A government-appointed commission in Germany has unveiled plans to phase out the country’s coal-fired plants by 2038.
According to the Financial Times, power plants that run on coal and lignite currently generate 42GW, around 40% of Germany’s electricity. The plan proposes that coal will be phased out gradually – power production from coal-fired plant will be reduced to 30GW by 2022, 17GW by 2030 and 0 by 2038.
The shortfall in energy will be made up by renewables. According to Clean Energy Wire, renewables accounted for 35.2% of Germany’s energy production in 2018 and should account for 65% by the end of the 2020s. Nuclear power will not play a part, as the German government announced in 2011 it would exit nuclear energy by 2022.

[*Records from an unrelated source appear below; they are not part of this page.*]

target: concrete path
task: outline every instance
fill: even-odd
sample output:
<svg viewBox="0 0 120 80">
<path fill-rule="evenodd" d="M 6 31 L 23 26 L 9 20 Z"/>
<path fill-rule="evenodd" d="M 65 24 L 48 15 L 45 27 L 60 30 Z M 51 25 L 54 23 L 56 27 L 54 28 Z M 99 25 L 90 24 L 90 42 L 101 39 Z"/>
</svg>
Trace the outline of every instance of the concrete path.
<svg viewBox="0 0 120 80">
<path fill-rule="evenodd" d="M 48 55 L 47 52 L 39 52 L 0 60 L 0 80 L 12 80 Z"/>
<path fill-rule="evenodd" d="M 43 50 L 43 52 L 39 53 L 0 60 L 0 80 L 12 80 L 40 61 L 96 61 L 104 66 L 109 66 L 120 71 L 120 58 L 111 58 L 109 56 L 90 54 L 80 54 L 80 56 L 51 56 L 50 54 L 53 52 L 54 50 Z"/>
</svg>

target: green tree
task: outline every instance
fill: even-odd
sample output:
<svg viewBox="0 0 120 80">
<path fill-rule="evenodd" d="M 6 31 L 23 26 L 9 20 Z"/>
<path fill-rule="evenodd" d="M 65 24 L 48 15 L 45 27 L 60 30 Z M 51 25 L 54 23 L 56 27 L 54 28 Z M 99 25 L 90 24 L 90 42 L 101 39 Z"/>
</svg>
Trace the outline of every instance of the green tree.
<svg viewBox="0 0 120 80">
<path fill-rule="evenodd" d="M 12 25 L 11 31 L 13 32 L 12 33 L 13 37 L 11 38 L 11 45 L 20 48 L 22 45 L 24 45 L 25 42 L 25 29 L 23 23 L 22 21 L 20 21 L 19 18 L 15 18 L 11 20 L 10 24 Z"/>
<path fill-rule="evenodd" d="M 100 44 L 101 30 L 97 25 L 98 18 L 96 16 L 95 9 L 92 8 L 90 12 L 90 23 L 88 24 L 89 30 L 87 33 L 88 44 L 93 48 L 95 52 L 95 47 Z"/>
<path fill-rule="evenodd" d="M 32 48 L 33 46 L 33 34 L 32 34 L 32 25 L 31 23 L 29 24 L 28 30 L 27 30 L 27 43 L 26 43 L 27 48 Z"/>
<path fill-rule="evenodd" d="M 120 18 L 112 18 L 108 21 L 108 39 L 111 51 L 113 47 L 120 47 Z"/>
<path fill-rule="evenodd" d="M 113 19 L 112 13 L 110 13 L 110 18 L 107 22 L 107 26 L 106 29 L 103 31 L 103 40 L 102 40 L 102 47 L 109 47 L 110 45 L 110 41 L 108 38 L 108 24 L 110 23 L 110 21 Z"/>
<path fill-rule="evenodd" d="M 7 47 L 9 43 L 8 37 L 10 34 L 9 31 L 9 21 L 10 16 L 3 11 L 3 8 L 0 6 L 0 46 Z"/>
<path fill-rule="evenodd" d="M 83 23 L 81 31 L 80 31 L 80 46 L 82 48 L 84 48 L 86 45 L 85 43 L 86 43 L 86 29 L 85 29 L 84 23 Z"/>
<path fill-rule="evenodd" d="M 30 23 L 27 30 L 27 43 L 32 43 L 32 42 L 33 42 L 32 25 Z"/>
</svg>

The plan is expected to cost €40bn over the course of 20 years, as money will need to be transferred to regions in Germany where coal is an important energy source and job provider. The commission called for the government to protect people from rising electricity prices, which could cost German taxpayers an extra €2bn a year.
The plan will allow Germany to meet its goals in reducing its carbon dioxide by more than 60% by 2030, as it is currently behind on its 2020 emissions targets.
The deal has been met with a mixed response in Germany. Coal commission board member and former Christian Democratic of Germany politician Ronald Pofalla said: “27 out of 28 participants have agreed to the deal. I would call that an absolutely optimal result […] it was a historic tour de force. Implementing the deal would place Germany once again among international climate protection frontrunners […] Germany can show that it can remain a highly industrialised nation while protecting the climate.”
Trade Unions are concerned that plans to phase out coal will hurt communities that rely on coal mines for employment.
Head of mining union IG BCE Michael Vassiliadis said: “We have found a compromise after 21 hours of negotiations that cannot make us happy but leaves us overall satisfied. We managed to shield the employees in coal power generation from social hardships from the structural change. At the same time, the coal phase-out is closely tied to verifiable progress with the future energy mix, the expansion of renewables and the grids.”
Greenpeace Germany director Martin Kaiser added: “Germany finally has a road map towards becoming coal-free […] But the [commission] report has one severe flaw: the speed is not right. To exit coal only by 2038 is not acceptable to Greenpeace.”
Germany’s gradual reduction of coal is similar to that of its neighbour Poland. Coal currently generates 80% of Poland’s electricity but should reduce to 50% by 2040.
Chancellor Angela Merkel’s government is expected to adopt the panel’s recommendations.